Through his tale, Chaucer will demonstrate the truth in this moral. The carpenter is portrayed as a stupid fool to further reinforce the foolishness of marrying someone of a different age than oneself. The story will go on to show that, “since he had fallen into the trap, he had to bear his burden like other people”. As I have stated previously, the young wife was beautiful to look upon. Although she was married to the carpenter, her beauty was not overlooked by the townspeople. In the story, she is lusted after by two other men. One of the men, named Nicholas, was a boarder in the carpenter’s house.
The other was a parish clerk at the church named Absalom. The lust is the key issue here. It is one of the seven deadly sins and the one dealt with in this story. The other men lust after the carpenter’s wife and it brings trouble. In keeping with the moral of similar age marrying similar age, the young and flirtatious wife decides to have an affair with Nicholas. This illustrates how foolish the old carpenter was to think he could keep tabs on a young beauty like his wife. So Nicholas comes up with a plan to trick the carpenter and allow him to sleep with his wife.
Nicholas tells the carpenter that a great flood is coming, and that to save his wife and himself (as well as Nicholas), he needed to prepare large tubs with supplies and stash them on the roof. Nicholas then proposed that the three of them get on the roof with their vessels on the night of the great flood so they could be saved. The carpenter prepared the tubs as Nicholas had suggested. On the night of the “flood”, the three of them get on the roof as planned. The Carpenter falls asleep, and then Nicholas and the carpenter’s wife sneak down into the bedroom and make love.
Later that night, Absalom comes to the window and tries to woo the carpenter’s wife by proclaiming his undying love for her. The carpenter’s wife tells him to go away, but he is relentless. Finally, she concedes to give him a “kiss”. She tells Nicholas to get ready to laugh and thrusts her ass out the window, and because it is dark, Absalom kisses that but realizes his mistake after he feels hair! Absalom is enraged, and he goes into town and borrows a hot colter from the blacksmith. Then he returns to The carpenter’s house and says that he has brought his love a ring.
Nicholas then sticks his ass out the window, expecting Absalom to kiss it, but Absalom smites him in the ass with the hot colter, burning the skin off of Nicholas’s buttocks. Then the commotion starts as Nicholas screams for water which wakes up the carpenter who fears the flood is coming and cuts loose the tubs which fall, along with him, to the ground from off the roof, which causes him to break his arm. The entire town laughs at the carpenter for his foolishness and his injuries, and Nicholas and the carpenter’s wife deny the flood story.

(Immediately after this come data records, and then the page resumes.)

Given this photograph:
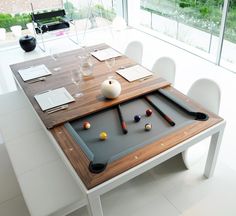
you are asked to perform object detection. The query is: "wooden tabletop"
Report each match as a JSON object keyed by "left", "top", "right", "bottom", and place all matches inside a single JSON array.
[{"left": 10, "top": 44, "right": 170, "bottom": 129}]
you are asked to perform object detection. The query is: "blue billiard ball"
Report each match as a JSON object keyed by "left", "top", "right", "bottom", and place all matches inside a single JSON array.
[{"left": 134, "top": 115, "right": 141, "bottom": 122}]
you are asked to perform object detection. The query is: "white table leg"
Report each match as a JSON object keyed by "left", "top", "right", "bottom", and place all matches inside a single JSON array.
[
  {"left": 87, "top": 195, "right": 103, "bottom": 216},
  {"left": 204, "top": 126, "right": 224, "bottom": 178}
]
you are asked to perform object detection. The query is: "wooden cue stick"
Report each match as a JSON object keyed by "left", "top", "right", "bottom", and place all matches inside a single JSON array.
[
  {"left": 144, "top": 96, "right": 175, "bottom": 127},
  {"left": 117, "top": 104, "right": 128, "bottom": 134}
]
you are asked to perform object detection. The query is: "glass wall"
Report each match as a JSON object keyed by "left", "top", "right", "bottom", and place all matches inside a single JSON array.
[
  {"left": 221, "top": 1, "right": 236, "bottom": 71},
  {"left": 127, "top": 0, "right": 236, "bottom": 72},
  {"left": 140, "top": 0, "right": 222, "bottom": 53}
]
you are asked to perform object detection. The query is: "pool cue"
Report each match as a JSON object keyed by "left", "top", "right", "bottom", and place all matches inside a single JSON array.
[
  {"left": 144, "top": 96, "right": 175, "bottom": 127},
  {"left": 117, "top": 104, "right": 128, "bottom": 134}
]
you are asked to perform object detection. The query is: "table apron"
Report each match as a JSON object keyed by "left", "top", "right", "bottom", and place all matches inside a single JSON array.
[{"left": 87, "top": 121, "right": 226, "bottom": 196}]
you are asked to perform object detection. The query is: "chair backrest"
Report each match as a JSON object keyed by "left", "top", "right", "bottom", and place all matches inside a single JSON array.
[
  {"left": 188, "top": 79, "right": 221, "bottom": 114},
  {"left": 125, "top": 41, "right": 143, "bottom": 64},
  {"left": 152, "top": 57, "right": 176, "bottom": 84}
]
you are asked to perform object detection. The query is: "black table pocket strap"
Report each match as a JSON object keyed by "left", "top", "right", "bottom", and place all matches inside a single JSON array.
[{"left": 157, "top": 89, "right": 209, "bottom": 121}]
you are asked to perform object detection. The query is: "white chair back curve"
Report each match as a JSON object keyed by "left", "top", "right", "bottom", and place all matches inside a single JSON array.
[
  {"left": 187, "top": 79, "right": 221, "bottom": 114},
  {"left": 152, "top": 56, "right": 176, "bottom": 84},
  {"left": 125, "top": 41, "right": 143, "bottom": 64},
  {"left": 182, "top": 79, "right": 221, "bottom": 168}
]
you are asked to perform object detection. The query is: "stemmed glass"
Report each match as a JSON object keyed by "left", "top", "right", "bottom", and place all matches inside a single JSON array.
[
  {"left": 105, "top": 58, "right": 116, "bottom": 72},
  {"left": 71, "top": 69, "right": 84, "bottom": 97},
  {"left": 49, "top": 47, "right": 61, "bottom": 71}
]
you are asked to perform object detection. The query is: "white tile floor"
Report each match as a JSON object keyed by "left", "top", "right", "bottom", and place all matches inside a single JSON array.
[{"left": 0, "top": 29, "right": 236, "bottom": 216}]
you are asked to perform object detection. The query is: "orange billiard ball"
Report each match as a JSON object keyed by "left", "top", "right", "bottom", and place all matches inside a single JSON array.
[{"left": 83, "top": 121, "right": 91, "bottom": 130}]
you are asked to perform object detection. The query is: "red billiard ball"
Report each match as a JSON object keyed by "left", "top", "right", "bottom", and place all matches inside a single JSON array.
[
  {"left": 134, "top": 115, "right": 141, "bottom": 122},
  {"left": 146, "top": 109, "right": 152, "bottom": 116},
  {"left": 83, "top": 121, "right": 91, "bottom": 130},
  {"left": 99, "top": 131, "right": 108, "bottom": 141}
]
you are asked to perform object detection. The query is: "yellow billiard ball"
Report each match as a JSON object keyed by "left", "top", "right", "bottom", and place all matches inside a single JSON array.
[{"left": 99, "top": 131, "right": 107, "bottom": 140}]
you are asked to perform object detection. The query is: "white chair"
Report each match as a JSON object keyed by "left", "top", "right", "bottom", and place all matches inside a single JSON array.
[
  {"left": 152, "top": 57, "right": 176, "bottom": 84},
  {"left": 125, "top": 41, "right": 143, "bottom": 64},
  {"left": 182, "top": 79, "right": 221, "bottom": 169}
]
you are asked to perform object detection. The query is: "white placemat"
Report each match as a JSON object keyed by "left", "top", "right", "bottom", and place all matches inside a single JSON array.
[
  {"left": 91, "top": 48, "right": 122, "bottom": 61},
  {"left": 18, "top": 64, "right": 52, "bottom": 81},
  {"left": 34, "top": 87, "right": 75, "bottom": 111},
  {"left": 116, "top": 65, "right": 153, "bottom": 82}
]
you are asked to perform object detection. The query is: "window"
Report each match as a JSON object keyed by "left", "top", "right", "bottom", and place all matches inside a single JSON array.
[{"left": 128, "top": 0, "right": 236, "bottom": 72}]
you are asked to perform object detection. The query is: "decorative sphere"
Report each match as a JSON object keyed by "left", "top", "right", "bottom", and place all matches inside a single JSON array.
[
  {"left": 99, "top": 131, "right": 108, "bottom": 140},
  {"left": 101, "top": 79, "right": 121, "bottom": 99},
  {"left": 19, "top": 35, "right": 36, "bottom": 52},
  {"left": 146, "top": 109, "right": 152, "bottom": 116},
  {"left": 145, "top": 123, "right": 152, "bottom": 131},
  {"left": 83, "top": 121, "right": 91, "bottom": 130},
  {"left": 134, "top": 115, "right": 141, "bottom": 122}
]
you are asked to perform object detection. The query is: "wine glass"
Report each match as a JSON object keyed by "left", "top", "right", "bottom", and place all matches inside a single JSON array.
[
  {"left": 79, "top": 54, "right": 94, "bottom": 76},
  {"left": 71, "top": 69, "right": 84, "bottom": 97},
  {"left": 49, "top": 47, "right": 61, "bottom": 71},
  {"left": 105, "top": 58, "right": 116, "bottom": 72}
]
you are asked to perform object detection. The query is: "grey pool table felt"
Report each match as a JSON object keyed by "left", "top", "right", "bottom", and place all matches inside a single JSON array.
[{"left": 65, "top": 93, "right": 195, "bottom": 164}]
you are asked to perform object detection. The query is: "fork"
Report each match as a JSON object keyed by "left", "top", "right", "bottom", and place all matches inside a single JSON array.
[
  {"left": 27, "top": 77, "right": 46, "bottom": 84},
  {"left": 46, "top": 104, "right": 69, "bottom": 114}
]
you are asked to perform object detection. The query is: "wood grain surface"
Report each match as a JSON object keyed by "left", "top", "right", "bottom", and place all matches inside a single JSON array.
[
  {"left": 10, "top": 44, "right": 169, "bottom": 129},
  {"left": 51, "top": 87, "right": 223, "bottom": 189},
  {"left": 10, "top": 44, "right": 223, "bottom": 189}
]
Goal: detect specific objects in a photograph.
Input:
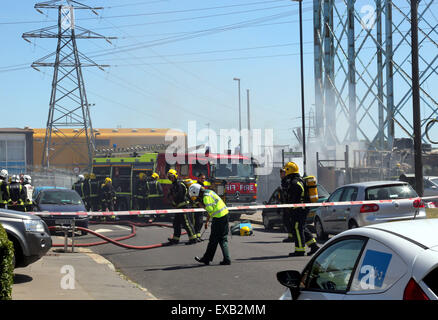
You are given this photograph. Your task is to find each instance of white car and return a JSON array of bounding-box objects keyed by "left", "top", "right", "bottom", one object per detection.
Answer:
[
  {"left": 314, "top": 181, "right": 426, "bottom": 240},
  {"left": 277, "top": 219, "right": 438, "bottom": 300}
]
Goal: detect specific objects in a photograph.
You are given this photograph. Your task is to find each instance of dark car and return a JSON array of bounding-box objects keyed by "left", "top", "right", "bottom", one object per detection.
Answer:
[
  {"left": 34, "top": 188, "right": 89, "bottom": 234},
  {"left": 0, "top": 209, "right": 52, "bottom": 268},
  {"left": 262, "top": 184, "right": 330, "bottom": 230}
]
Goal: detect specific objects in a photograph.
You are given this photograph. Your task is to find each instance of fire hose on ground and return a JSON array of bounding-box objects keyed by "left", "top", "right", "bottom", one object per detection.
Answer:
[
  {"left": 49, "top": 221, "right": 186, "bottom": 250},
  {"left": 37, "top": 196, "right": 437, "bottom": 250}
]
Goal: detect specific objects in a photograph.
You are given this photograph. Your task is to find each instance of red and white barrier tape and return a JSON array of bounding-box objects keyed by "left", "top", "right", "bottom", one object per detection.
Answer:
[{"left": 29, "top": 196, "right": 438, "bottom": 217}]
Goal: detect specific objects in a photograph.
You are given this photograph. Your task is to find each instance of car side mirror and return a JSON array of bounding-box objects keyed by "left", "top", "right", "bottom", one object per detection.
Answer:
[{"left": 277, "top": 270, "right": 301, "bottom": 300}]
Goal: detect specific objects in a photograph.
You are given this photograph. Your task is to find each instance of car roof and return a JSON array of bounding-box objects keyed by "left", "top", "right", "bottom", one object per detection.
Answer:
[
  {"left": 40, "top": 188, "right": 76, "bottom": 192},
  {"left": 342, "top": 180, "right": 408, "bottom": 188},
  {"left": 35, "top": 186, "right": 71, "bottom": 192},
  {"left": 363, "top": 219, "right": 438, "bottom": 249},
  {"left": 404, "top": 173, "right": 438, "bottom": 179}
]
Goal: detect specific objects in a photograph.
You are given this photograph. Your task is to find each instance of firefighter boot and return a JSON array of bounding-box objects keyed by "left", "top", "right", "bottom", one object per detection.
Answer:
[{"left": 167, "top": 238, "right": 179, "bottom": 245}]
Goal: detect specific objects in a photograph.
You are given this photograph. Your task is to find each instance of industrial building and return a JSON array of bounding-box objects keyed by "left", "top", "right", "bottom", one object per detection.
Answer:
[{"left": 0, "top": 127, "right": 34, "bottom": 174}]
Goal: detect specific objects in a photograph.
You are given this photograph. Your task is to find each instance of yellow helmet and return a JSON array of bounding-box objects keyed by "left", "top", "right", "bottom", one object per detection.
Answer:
[
  {"left": 167, "top": 169, "right": 178, "bottom": 178},
  {"left": 284, "top": 161, "right": 298, "bottom": 176},
  {"left": 240, "top": 226, "right": 251, "bottom": 236}
]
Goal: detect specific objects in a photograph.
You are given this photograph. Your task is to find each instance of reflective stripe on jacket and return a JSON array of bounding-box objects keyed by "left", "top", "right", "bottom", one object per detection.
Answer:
[{"left": 202, "top": 190, "right": 228, "bottom": 218}]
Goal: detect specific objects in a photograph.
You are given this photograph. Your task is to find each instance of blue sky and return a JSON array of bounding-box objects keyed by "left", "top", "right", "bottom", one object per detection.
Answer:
[
  {"left": 0, "top": 0, "right": 436, "bottom": 150},
  {"left": 0, "top": 0, "right": 320, "bottom": 148}
]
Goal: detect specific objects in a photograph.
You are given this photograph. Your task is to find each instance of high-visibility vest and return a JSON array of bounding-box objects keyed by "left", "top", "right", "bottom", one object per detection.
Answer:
[
  {"left": 147, "top": 180, "right": 163, "bottom": 198},
  {"left": 202, "top": 190, "right": 228, "bottom": 218},
  {"left": 8, "top": 184, "right": 24, "bottom": 206}
]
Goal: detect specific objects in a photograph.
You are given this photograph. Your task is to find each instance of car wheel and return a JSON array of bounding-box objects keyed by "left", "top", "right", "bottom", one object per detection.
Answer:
[
  {"left": 263, "top": 215, "right": 272, "bottom": 230},
  {"left": 315, "top": 218, "right": 328, "bottom": 241},
  {"left": 348, "top": 220, "right": 359, "bottom": 229}
]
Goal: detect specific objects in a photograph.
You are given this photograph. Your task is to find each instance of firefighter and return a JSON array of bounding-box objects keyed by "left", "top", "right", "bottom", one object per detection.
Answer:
[
  {"left": 284, "top": 162, "right": 319, "bottom": 257},
  {"left": 0, "top": 169, "right": 9, "bottom": 209},
  {"left": 184, "top": 179, "right": 204, "bottom": 242},
  {"left": 89, "top": 173, "right": 101, "bottom": 211},
  {"left": 167, "top": 169, "right": 198, "bottom": 245},
  {"left": 100, "top": 177, "right": 117, "bottom": 212},
  {"left": 23, "top": 174, "right": 33, "bottom": 212},
  {"left": 82, "top": 173, "right": 91, "bottom": 211},
  {"left": 189, "top": 183, "right": 231, "bottom": 265},
  {"left": 8, "top": 174, "right": 26, "bottom": 212},
  {"left": 193, "top": 173, "right": 209, "bottom": 241},
  {"left": 134, "top": 172, "right": 148, "bottom": 210},
  {"left": 148, "top": 172, "right": 163, "bottom": 210},
  {"left": 279, "top": 168, "right": 294, "bottom": 242}
]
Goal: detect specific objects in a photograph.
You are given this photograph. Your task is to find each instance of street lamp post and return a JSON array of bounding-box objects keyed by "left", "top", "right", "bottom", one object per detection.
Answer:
[
  {"left": 233, "top": 78, "right": 242, "bottom": 153},
  {"left": 411, "top": 0, "right": 424, "bottom": 197},
  {"left": 292, "top": 0, "right": 307, "bottom": 176}
]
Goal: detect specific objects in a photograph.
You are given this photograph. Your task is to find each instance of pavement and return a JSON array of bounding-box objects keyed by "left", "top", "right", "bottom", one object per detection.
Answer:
[{"left": 12, "top": 211, "right": 262, "bottom": 300}]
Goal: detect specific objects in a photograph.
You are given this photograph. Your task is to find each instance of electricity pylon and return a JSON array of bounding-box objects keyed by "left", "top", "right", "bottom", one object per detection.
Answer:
[{"left": 22, "top": 0, "right": 115, "bottom": 168}]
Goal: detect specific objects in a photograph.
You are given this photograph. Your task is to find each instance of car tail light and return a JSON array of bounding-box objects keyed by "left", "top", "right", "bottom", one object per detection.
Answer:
[
  {"left": 360, "top": 203, "right": 379, "bottom": 213},
  {"left": 414, "top": 199, "right": 425, "bottom": 209},
  {"left": 403, "top": 278, "right": 429, "bottom": 300}
]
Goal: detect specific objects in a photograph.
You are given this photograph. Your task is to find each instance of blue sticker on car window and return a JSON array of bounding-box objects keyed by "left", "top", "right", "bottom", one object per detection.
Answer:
[{"left": 359, "top": 250, "right": 392, "bottom": 290}]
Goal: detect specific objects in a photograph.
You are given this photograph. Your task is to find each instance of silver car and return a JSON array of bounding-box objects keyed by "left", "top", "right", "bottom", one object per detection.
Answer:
[{"left": 315, "top": 181, "right": 426, "bottom": 240}]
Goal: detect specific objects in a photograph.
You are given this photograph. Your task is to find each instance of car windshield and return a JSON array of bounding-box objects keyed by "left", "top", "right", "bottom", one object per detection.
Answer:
[
  {"left": 429, "top": 178, "right": 438, "bottom": 186},
  {"left": 365, "top": 184, "right": 418, "bottom": 200},
  {"left": 41, "top": 190, "right": 82, "bottom": 205},
  {"left": 215, "top": 163, "right": 255, "bottom": 178}
]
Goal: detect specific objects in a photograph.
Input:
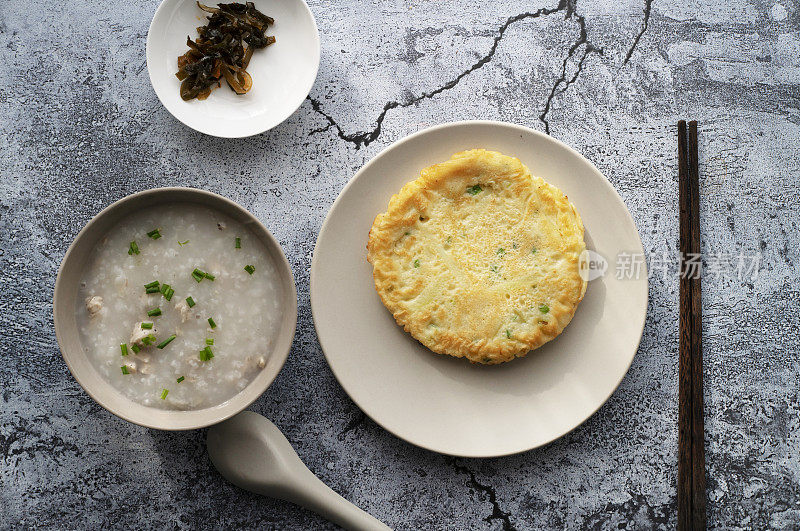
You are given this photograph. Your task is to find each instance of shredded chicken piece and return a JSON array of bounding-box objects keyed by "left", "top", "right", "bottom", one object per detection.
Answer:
[{"left": 130, "top": 322, "right": 156, "bottom": 347}]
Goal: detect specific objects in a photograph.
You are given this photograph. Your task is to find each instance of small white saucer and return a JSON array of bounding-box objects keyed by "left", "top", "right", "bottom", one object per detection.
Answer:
[{"left": 147, "top": 0, "right": 320, "bottom": 138}]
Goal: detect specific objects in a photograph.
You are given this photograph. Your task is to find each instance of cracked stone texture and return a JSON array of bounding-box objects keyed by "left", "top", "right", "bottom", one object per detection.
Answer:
[{"left": 0, "top": 0, "right": 800, "bottom": 529}]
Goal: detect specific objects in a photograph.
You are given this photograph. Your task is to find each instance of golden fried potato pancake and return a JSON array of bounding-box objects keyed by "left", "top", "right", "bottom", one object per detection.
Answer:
[{"left": 367, "top": 149, "right": 586, "bottom": 364}]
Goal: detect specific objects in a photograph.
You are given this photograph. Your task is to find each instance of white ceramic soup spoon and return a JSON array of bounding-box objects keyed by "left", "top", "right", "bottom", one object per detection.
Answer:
[{"left": 206, "top": 411, "right": 389, "bottom": 531}]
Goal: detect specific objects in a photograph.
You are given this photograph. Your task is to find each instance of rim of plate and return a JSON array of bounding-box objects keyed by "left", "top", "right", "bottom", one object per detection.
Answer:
[
  {"left": 309, "top": 120, "right": 650, "bottom": 458},
  {"left": 145, "top": 0, "right": 322, "bottom": 138}
]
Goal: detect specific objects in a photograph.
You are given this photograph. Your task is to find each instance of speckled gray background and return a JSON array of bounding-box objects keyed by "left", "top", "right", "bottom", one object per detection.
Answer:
[{"left": 0, "top": 0, "right": 800, "bottom": 529}]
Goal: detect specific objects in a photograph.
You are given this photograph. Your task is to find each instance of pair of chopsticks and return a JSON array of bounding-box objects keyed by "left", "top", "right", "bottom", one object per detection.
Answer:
[{"left": 678, "top": 120, "right": 706, "bottom": 530}]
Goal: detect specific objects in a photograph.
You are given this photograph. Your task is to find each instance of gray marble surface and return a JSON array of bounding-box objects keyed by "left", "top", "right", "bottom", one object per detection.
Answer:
[{"left": 0, "top": 0, "right": 800, "bottom": 529}]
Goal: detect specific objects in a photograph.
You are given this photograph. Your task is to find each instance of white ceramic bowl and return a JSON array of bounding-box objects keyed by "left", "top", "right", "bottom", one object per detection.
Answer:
[
  {"left": 53, "top": 188, "right": 297, "bottom": 430},
  {"left": 147, "top": 0, "right": 320, "bottom": 138},
  {"left": 311, "top": 121, "right": 647, "bottom": 457}
]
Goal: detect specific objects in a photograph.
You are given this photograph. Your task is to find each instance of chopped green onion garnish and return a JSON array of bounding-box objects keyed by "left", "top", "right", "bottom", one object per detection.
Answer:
[
  {"left": 156, "top": 334, "right": 175, "bottom": 348},
  {"left": 200, "top": 347, "right": 214, "bottom": 361}
]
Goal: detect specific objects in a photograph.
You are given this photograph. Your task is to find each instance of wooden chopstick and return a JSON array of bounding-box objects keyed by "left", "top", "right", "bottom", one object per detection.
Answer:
[{"left": 678, "top": 120, "right": 706, "bottom": 530}]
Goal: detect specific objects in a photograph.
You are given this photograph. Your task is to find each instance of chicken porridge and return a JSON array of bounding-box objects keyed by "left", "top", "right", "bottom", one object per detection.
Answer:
[{"left": 76, "top": 203, "right": 281, "bottom": 410}]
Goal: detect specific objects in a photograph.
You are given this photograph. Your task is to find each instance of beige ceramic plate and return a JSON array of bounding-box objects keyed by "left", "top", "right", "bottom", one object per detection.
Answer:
[
  {"left": 147, "top": 0, "right": 320, "bottom": 138},
  {"left": 311, "top": 122, "right": 647, "bottom": 457},
  {"left": 53, "top": 188, "right": 297, "bottom": 430}
]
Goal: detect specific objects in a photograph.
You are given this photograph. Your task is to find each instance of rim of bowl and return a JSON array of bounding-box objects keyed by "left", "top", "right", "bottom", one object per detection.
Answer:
[
  {"left": 145, "top": 0, "right": 322, "bottom": 138},
  {"left": 53, "top": 187, "right": 297, "bottom": 431}
]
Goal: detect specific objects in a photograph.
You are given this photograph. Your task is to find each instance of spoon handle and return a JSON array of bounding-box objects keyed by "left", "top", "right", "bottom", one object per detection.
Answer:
[{"left": 282, "top": 469, "right": 391, "bottom": 531}]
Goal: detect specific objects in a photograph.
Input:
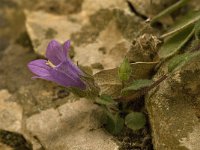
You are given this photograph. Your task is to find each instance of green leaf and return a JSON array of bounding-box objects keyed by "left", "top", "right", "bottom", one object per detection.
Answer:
[
  {"left": 125, "top": 112, "right": 146, "bottom": 131},
  {"left": 161, "top": 11, "right": 200, "bottom": 38},
  {"left": 106, "top": 112, "right": 124, "bottom": 135},
  {"left": 168, "top": 52, "right": 200, "bottom": 72},
  {"left": 158, "top": 26, "right": 194, "bottom": 58},
  {"left": 151, "top": 0, "right": 188, "bottom": 24},
  {"left": 122, "top": 79, "right": 153, "bottom": 92},
  {"left": 96, "top": 94, "right": 115, "bottom": 105},
  {"left": 118, "top": 58, "right": 132, "bottom": 81}
]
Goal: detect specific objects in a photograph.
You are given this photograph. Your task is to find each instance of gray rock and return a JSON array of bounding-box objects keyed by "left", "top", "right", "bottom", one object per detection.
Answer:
[
  {"left": 0, "top": 143, "right": 13, "bottom": 150},
  {"left": 26, "top": 11, "right": 81, "bottom": 55},
  {"left": 0, "top": 90, "right": 23, "bottom": 132},
  {"left": 26, "top": 99, "right": 118, "bottom": 150},
  {"left": 26, "top": 4, "right": 142, "bottom": 72},
  {"left": 146, "top": 57, "right": 200, "bottom": 150}
]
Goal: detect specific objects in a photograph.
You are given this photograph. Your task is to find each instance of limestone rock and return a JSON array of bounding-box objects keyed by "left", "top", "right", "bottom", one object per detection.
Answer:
[
  {"left": 146, "top": 57, "right": 200, "bottom": 150},
  {"left": 26, "top": 9, "right": 141, "bottom": 72},
  {"left": 26, "top": 11, "right": 80, "bottom": 55},
  {"left": 26, "top": 99, "right": 118, "bottom": 150},
  {"left": 0, "top": 90, "right": 23, "bottom": 132}
]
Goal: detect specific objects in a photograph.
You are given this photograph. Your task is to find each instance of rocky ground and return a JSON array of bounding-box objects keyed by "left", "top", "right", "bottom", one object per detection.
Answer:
[{"left": 0, "top": 0, "right": 200, "bottom": 150}]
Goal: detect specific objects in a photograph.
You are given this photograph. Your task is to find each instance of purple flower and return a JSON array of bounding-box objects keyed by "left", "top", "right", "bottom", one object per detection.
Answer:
[{"left": 28, "top": 40, "right": 86, "bottom": 89}]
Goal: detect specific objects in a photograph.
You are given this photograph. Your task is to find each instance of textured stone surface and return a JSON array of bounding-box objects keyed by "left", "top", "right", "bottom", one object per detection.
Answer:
[
  {"left": 146, "top": 57, "right": 200, "bottom": 150},
  {"left": 26, "top": 99, "right": 118, "bottom": 150},
  {"left": 0, "top": 90, "right": 23, "bottom": 132}
]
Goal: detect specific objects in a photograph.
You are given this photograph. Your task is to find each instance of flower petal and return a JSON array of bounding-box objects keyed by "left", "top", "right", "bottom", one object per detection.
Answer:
[
  {"left": 63, "top": 40, "right": 70, "bottom": 57},
  {"left": 50, "top": 69, "right": 85, "bottom": 89},
  {"left": 28, "top": 59, "right": 50, "bottom": 76},
  {"left": 28, "top": 59, "right": 55, "bottom": 81},
  {"left": 46, "top": 40, "right": 66, "bottom": 65}
]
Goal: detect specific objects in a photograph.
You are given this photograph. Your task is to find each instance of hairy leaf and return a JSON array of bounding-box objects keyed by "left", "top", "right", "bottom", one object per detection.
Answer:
[
  {"left": 118, "top": 58, "right": 132, "bottom": 81},
  {"left": 122, "top": 79, "right": 153, "bottom": 92},
  {"left": 96, "top": 94, "right": 115, "bottom": 105}
]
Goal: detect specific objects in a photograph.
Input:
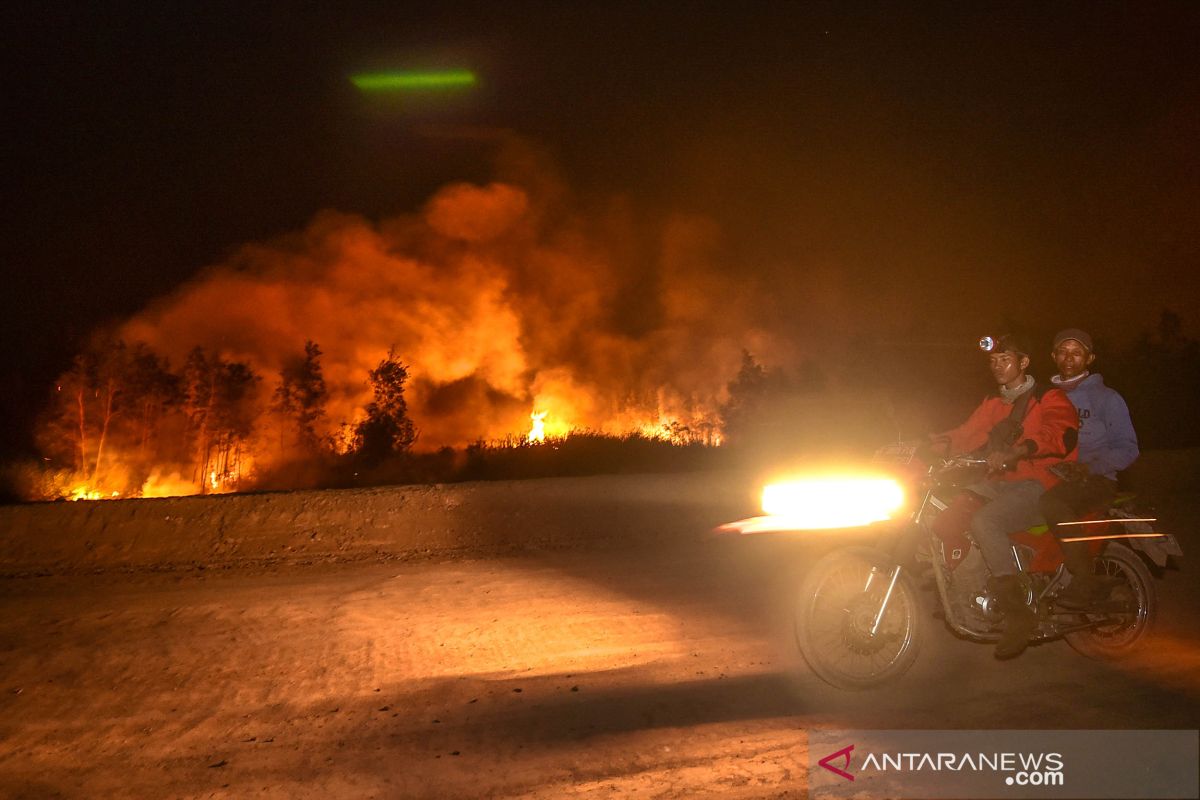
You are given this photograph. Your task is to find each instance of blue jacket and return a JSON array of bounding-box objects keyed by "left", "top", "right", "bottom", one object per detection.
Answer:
[{"left": 1067, "top": 373, "right": 1139, "bottom": 480}]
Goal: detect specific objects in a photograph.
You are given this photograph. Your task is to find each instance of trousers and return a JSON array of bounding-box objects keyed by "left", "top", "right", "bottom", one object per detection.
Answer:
[{"left": 966, "top": 481, "right": 1045, "bottom": 577}]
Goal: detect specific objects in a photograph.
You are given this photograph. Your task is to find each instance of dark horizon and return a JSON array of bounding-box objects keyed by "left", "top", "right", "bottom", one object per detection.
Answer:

So, the lust of Nicholas is punished with the scorching of his ass, the foolhardiness of the carpenter is punished by his injury and his being ridiculed by the town, and the lust of Absalom is punished by his kissing of the ass. In this way the story shows the moral that if you marry within your relative age group, you will avoid the problems that befell the poor carpenter because the lustiness of other, younger people will not infiltrate your marriage as it did the carpenter’s in the miller’s tale.